George Andrews Source: American Math. Monthly

‘The book is remarkable in many ways. It is comprehensive, at least, comprehensive to date. As is typical of most works on the subject, it is clearly and carefully written. While no book can conceivably incorporate all the important results, particularly those obtained in the last decade, many of them are included as exercises. And this is the feature all other books on the subject lack: a set of exercises. Each chapter is topped off by a challenging series of problems which lead the reader to recreate recent discoveries. Anyone who works even a small percentage of them will soon be an expert. A generous series of historical notes concludes each chapter. The book is user friendly in every respect. The book has two excellent Appendices which summarize the identities and summation formulas derived in the text, an exhaustive 25 page list of references, and a nontrivial index. Now anyone working in combinatorics, group representation theory, coding theory, and related fields will want to own it. Many physicists will find it bears directly on matters of interest to them. Computer scientists may find the book increasingly timely.
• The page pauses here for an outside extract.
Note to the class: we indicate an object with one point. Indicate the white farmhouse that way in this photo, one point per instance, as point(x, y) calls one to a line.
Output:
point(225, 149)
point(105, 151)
Those who have refrained from entering the field because of the tortuous notation can now have untroubled access to its mysteries. I say, come in, the water’s fine.’

Jet Wimp Source: SIAM Review

‘This is an excellent and very informative book on the subject. After a gentle introduction to basic series and some special cases (such as the ‘q’-binomial theorem) the authors bring the reader up to the latest results on the general theory and its extensions, many such results are due to them. The exercises are utilized to include results that found no room in the detailed treatment. In addition to these exercises, notes at the end of each chapter point the reader to related topics. This alone makes the book an invaluable reference to those who are interested in basic series.’

Waleed A. Al-Salam Source: Math. Reviews

‘Thus the present book, devoted to ‘q’-hypergeometric series, appears at a very timely moment. The result is excellent. The first chapter presents a clear and elementary introduction to the subject. At the end of the book there are excellent indices and compendia of formulas.’

Tom H. Koornwinder Source: Bulletin of London Mathematical Society

‘… a very modern, self-contained, comprehensive and successful monograph, interesting and useful, for physicists as well as for mathematicians from various branches, who wish to learn about the subject.‘

Source: European Mathematical Society Newsletter